Hey guys, my name's Andrew, 22 year old Scot living in England - training to be a doc.
Saw BBM for trhe first time tonight, my flatmate rented it out from the store across the road. I have to admit, I'd been avoiding it for quite some time - partly coz I didn't want to be disappointed and partly because a few of my friends warned me that (knowing me and my feelings on all things LGBT) it would knock me for 6.
They were right.
I can't believe just how much this film moved me. By the end, apart from being very upset, I was shaking. I don't think I can really do my feelings about it justice with merely my words.

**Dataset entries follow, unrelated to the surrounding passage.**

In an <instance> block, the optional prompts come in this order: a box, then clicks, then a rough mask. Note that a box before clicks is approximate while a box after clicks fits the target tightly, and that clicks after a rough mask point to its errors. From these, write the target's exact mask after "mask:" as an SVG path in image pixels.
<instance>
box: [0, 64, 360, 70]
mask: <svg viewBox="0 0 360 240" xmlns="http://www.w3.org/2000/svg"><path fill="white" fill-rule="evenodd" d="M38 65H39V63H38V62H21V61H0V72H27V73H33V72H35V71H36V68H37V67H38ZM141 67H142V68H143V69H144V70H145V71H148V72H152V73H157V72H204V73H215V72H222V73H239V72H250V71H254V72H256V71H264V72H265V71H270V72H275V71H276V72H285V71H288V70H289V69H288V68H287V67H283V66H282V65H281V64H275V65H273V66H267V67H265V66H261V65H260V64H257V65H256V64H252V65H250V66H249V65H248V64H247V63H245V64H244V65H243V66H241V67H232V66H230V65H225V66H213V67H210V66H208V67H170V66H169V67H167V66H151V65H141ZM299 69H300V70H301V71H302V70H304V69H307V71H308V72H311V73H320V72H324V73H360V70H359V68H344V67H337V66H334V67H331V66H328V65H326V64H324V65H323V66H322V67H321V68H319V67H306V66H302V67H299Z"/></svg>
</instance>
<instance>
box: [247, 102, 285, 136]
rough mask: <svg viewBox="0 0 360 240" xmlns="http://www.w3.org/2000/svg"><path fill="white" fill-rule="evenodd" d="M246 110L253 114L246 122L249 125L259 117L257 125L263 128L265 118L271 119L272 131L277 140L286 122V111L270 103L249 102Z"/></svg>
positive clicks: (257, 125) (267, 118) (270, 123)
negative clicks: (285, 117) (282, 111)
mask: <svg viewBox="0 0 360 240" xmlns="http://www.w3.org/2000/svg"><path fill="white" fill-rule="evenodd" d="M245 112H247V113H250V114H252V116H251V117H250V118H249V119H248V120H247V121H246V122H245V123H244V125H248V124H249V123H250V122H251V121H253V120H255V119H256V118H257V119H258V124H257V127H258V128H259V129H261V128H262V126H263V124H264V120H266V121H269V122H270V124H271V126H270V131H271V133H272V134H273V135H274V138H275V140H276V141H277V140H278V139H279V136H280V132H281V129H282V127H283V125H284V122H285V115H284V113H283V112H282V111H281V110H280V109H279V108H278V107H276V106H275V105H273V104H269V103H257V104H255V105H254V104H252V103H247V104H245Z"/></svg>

Such a beautiful portrayal, I think every critic has noted the astounding cinematography used throughout. Until tonight, bizarrely, I realised that no film has ever touched me in this way because it's been the first film I have truly been able to relate to. Love stories between a man and a woman I can understand & empathise with, but in the same gesture that most straight people I know freely admit to knowing they couldn't fully understand (since they are also too young to grasp the gravity of lifelong regrets) the whole message, I could never draw a true personal comparison. My own sexuality is a powerful force upon my life, which I embracer as I must feel strongly about it./think about it so much for a reason.
The fact that this story probably has, in some way, shape or form, been happening to men around the world for ages is an additional twist in the sadness it provokes. Not only men, but all forms of "forbidden" loves: mixed-race, mixed-class etc.
I know this will have a profound effect on my life, I'm so glad I saw it.